188.Section 57 of the Children (Scotland) Act 1995 includes a provision for sheriffs to make child protection orders for the emergency protection of children. A child protection order may among other things authorise the removal of the child to a “place of safety” which is defined in section 93(1) of the 1995 Act. In practice the interpretation of the definition has not always been straightforward, particularly in relation to private houses.
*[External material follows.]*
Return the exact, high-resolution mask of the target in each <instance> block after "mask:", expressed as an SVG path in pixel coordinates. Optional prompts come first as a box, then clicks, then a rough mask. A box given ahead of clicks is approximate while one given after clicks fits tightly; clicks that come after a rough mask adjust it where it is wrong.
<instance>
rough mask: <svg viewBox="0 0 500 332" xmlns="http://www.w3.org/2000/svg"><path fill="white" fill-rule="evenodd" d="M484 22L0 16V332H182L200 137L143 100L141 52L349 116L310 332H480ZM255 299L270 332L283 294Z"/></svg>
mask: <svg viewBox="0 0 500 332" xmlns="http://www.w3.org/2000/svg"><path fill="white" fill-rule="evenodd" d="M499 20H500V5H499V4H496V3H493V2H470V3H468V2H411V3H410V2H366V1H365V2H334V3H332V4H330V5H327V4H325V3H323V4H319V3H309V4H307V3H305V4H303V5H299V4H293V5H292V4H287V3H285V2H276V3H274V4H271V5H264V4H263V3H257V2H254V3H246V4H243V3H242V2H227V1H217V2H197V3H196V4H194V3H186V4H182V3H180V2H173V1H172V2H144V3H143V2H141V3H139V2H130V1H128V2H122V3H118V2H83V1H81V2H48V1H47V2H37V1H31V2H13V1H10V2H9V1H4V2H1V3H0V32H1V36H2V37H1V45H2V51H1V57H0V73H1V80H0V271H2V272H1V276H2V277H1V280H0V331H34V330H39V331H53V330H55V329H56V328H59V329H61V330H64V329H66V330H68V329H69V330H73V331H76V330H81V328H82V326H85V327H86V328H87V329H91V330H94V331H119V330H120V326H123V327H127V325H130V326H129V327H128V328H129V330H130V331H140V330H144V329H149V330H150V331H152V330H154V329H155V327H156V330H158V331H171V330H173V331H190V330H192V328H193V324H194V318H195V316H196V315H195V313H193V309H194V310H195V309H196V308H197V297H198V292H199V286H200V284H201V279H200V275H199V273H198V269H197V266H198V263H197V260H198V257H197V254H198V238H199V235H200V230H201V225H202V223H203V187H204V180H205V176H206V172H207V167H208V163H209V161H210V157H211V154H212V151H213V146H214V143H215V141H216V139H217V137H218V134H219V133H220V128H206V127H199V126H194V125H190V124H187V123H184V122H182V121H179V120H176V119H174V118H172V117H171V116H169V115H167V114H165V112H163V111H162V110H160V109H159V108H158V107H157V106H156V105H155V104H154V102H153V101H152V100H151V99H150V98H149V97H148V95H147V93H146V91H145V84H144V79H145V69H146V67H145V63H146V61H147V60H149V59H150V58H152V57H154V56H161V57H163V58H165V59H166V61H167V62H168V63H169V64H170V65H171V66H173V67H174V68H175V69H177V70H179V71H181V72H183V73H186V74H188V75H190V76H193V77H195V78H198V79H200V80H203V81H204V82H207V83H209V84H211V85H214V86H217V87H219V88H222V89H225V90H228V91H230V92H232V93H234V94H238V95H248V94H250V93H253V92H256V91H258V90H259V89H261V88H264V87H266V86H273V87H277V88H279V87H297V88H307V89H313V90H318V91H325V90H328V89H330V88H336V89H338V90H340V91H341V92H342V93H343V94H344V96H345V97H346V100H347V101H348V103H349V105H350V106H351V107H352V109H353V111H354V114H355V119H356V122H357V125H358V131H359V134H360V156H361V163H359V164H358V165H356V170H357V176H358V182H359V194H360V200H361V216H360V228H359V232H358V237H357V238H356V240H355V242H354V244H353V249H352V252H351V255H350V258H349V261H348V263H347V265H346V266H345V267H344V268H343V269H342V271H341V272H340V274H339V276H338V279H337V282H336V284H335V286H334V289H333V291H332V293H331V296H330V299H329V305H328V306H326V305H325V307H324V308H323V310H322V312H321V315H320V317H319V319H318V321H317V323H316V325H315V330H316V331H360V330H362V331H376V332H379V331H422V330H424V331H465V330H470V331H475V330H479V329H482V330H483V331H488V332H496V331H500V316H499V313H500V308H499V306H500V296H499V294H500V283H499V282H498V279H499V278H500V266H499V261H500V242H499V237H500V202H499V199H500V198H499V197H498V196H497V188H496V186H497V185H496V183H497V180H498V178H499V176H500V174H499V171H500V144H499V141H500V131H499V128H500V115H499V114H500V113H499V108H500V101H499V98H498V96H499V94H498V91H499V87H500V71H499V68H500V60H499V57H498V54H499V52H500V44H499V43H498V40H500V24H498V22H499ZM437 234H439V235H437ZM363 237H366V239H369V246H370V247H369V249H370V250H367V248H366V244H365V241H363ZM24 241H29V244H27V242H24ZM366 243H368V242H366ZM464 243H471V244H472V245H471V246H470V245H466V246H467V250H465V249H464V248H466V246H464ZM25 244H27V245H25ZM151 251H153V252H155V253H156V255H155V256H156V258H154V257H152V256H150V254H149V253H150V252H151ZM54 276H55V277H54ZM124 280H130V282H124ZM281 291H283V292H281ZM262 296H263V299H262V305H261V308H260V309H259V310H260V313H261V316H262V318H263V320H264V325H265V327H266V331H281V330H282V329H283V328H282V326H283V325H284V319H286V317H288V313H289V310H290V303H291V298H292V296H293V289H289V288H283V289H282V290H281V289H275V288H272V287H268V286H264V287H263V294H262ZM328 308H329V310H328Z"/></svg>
Section 74 therefore amends the definition to remove possible doubt about what may constitute a place of safety so that children can be placed in the home of a relative, friend or foster carer as appropriate.
Section 75: Panels for curators ad litem, reporting officers and safeguarders
189.Section 41 of the Children (Scotland) Act 1995 requires a children’s hearing (or sheriff) to consider whether to appoint a person to safeguard the interests of the child in certain proceedings before them. Such individuals are known as “safeguarders”. Panels of persons from which safeguarders may be appointed, exist at local authority level. Appointments are made, following consultation with the sheriff principal and the chairman of the local authority children’s panel. The primary role of the safeguarder is to provide an independent opinion on the child’s circumstances and recommend what he or she considers is in the best interests of the child. In doing so the safeguarder must take into account the child’s wishes and feelings and, if necessary, represent them to the hearing or court. Safeguarders may belong to more than one panel.
190.Section 75 clarifies the arrangements for the training of safeguarders and for the payment of their fees, allowances and expenses. Section 101 of the 1995 Act currently permits the Scottish Ministers to make regulations on certain matters in respect of a single panel. This is amended to allow for the establishment and running of panels at local authority level. A duty is placed on local authorities to provide training for safeguarders and the Scottish Ministers may, as they do for children’s panel members, assist with training.
Section 76: Amendment of Children (Scotland) Act 1995: Children’s Panel Advisory Committees
191.This section amends the Children (Scotland) Act 1995 to place a duty on local authorities to train members of Children’s Panel Advisory Committees and their sub-committees, and to give Scottish Ministers the power to assist in that training.
Part 7: General
Section 80: Repeals and transitional provisions etc
192.Subsection (2) gives Scottish Ministers an order-making power to make incidental, supplementary, consequential, transitional, transitory or saving provisions as required. Subsection (4) provides that before making such an order Ministers must consult as they consider appropriate.
Section 81: Short title and commencement
193.This section sets out the short title of the Act, makes standard provision for commencement and enables Scottish Ministers to decide when certain sections of this Act will come into force. For example, not all the care services set out in section 2 will be regulated by the Commission from the start of its operation. Regulation of some services, such as home care will probably start at least a year later.
SCHEDULES 1 and 2: (introduced by sections 1 and 43)
The Scottish Commission for the Regulation of Care and the Scottish Social Services Council
194.Schedules 1 and 2 make detailed provision as to the constitution of, respectively, the Commission and the Council.
SCHEDULE 3: (introduced by section 79)
Minor and consequential amendments
195.Schedule 3 details existing legislation that will be amended by this Act.
SCHEDULE 4: (introduced by section 80)
196.Schedule 4 details existing legislation that will be repealed by the Act.